A quick test could protect against fatal chemo overdose, yet few cancer doctors use it

The chemotherapy drug 5-FU can be toxic to some people with cancer. A quick, cheap test can show if chemo is safe for a patient, but few doctors order it.

One January morning in 2021, Carol Rosen took a standard treatment for metastatic breast cancer. Three gruesome weeks later, she died in excruciating pain from the very drug meant to prolong her life.

Rosen, a 70-year-old retired schoolteacher, passed her final days in anguish, enduring severe diarrhea and nausea and terrible sores in her mouth that kept her from eating, drinking, and, eventually, speaking. Skin peeled off her body. Her kidneys and liver failed. “Your body burns from the inside out,” said Rosen’s daughter, Lindsay Murray, of Andover, Massachusetts.

Rosen was one of more than 275,000 cancer patients in the United States who are infused each year with fluorouracil, known as 5-FU, or, as in Rosen’s case, take a nearly identical drug in pill form called capecitabine. These common types of chemotherapy are no picnic for anyone, but for patients who are deficient in an enzyme that metabolizes the drugs, they can be torturous or deadly.

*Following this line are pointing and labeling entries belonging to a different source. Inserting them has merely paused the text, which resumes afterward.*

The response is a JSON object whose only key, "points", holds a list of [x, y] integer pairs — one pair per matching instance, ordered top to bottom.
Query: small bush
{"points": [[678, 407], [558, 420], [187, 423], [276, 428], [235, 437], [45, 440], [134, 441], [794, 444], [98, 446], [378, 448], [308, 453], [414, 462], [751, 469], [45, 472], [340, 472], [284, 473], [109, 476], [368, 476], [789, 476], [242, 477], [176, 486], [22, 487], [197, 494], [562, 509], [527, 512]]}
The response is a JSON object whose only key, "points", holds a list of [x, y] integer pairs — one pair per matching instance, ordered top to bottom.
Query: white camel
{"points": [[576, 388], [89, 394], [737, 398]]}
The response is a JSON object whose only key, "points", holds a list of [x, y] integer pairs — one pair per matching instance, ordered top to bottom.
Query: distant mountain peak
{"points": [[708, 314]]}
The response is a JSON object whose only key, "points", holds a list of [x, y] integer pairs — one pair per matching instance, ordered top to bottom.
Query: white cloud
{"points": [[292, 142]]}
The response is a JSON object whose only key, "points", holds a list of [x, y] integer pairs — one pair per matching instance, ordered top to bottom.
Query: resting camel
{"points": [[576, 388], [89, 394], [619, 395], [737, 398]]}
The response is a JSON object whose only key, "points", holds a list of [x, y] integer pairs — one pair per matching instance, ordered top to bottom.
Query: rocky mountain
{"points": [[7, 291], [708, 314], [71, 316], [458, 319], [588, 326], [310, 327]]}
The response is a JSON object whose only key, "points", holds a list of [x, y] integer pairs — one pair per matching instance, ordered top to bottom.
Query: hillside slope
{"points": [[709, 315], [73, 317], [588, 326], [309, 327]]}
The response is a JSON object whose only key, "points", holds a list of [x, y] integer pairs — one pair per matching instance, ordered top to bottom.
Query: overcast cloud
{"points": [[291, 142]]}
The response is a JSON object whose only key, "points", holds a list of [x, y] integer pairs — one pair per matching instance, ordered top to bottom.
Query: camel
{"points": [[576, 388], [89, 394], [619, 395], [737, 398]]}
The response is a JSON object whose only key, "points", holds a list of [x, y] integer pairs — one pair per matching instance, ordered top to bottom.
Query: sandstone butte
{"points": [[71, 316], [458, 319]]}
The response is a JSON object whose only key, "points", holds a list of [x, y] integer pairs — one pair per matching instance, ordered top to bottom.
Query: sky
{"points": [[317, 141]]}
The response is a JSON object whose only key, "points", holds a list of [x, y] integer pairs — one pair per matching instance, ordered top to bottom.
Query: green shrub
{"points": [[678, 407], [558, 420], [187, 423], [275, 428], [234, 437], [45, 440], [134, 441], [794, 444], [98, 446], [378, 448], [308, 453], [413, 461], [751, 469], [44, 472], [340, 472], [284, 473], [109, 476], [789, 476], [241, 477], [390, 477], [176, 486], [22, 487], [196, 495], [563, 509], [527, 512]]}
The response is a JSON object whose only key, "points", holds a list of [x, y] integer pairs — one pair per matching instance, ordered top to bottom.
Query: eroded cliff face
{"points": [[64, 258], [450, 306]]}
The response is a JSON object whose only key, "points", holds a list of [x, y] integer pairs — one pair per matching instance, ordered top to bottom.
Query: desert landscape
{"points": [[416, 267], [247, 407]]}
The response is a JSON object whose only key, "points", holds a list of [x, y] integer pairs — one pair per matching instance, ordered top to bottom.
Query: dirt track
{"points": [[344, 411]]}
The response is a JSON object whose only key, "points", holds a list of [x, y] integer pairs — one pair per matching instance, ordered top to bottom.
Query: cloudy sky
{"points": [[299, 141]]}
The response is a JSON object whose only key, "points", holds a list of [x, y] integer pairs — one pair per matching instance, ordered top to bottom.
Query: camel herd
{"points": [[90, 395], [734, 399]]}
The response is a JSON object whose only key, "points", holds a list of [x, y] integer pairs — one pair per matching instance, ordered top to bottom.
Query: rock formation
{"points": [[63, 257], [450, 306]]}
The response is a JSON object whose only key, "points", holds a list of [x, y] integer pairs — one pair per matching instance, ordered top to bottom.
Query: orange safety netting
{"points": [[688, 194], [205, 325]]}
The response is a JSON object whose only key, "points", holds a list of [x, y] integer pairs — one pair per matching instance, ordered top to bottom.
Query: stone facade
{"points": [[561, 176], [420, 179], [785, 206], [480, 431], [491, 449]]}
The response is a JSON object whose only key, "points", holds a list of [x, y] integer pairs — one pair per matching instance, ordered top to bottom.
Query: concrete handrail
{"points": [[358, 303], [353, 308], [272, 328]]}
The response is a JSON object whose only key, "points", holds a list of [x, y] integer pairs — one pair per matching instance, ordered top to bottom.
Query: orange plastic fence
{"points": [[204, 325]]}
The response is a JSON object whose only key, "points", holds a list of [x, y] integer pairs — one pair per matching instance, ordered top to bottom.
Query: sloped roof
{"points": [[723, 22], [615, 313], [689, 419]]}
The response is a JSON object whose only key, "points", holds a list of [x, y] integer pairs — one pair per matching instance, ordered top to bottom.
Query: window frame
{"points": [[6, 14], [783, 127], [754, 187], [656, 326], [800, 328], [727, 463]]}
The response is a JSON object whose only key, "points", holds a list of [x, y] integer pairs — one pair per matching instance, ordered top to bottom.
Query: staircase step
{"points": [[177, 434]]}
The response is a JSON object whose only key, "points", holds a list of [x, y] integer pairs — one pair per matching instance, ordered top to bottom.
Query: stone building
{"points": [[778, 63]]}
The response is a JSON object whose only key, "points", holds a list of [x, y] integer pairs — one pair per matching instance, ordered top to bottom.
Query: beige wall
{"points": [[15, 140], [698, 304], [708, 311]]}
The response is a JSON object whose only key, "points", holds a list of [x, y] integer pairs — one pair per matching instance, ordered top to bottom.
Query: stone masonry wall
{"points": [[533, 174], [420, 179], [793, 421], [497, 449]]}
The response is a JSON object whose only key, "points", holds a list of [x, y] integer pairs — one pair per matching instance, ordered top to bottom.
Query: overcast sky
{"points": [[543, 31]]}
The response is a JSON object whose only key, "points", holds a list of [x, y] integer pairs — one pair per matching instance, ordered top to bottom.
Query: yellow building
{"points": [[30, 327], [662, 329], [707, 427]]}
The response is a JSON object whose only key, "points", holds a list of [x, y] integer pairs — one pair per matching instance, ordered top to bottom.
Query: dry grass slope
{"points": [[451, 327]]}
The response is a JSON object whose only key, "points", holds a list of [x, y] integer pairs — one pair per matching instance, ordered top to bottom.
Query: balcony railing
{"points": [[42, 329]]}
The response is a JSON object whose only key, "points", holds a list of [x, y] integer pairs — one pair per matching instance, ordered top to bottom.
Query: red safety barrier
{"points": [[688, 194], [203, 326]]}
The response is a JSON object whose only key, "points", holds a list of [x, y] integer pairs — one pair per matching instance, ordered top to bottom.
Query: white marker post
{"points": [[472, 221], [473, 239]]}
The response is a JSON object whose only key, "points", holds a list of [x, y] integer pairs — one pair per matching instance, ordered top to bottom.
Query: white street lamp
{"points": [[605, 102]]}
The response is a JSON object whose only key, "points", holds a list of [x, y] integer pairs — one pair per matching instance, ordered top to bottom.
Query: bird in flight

Carol Rosen, left, and her daughter, Lindsay Murray, celebrate Thanksgiving in 2020. Rosen, a 70-year-old retired schoolteacher, passed her final days in anguish after three weeks of chemotherapy with incompatible drugs. Justin Murray / KFF Health NewsThose patients essentially overdose because the drugs stay in the body for hours rather than being quickly metabolized and excreted. The drugs kill an estimated 1 in 1,000 patients who take them — hundreds each year — and severely sicken or hospitalize 1 in 50. Doctors can test for the deficiency and get results within a week — and then either switch drugs or lower the dosage if patients have a genetic variant that carries risk.

Yet a recent survey found that only 3% of U.S. oncologists routinely order the tests before dosing patients with 5-FU or capecitabine. That’s because the most widely followed U.S. cancer treatment guidelines — issued by the National Comprehensive Cancer Network — don’t recommend preemptive testing.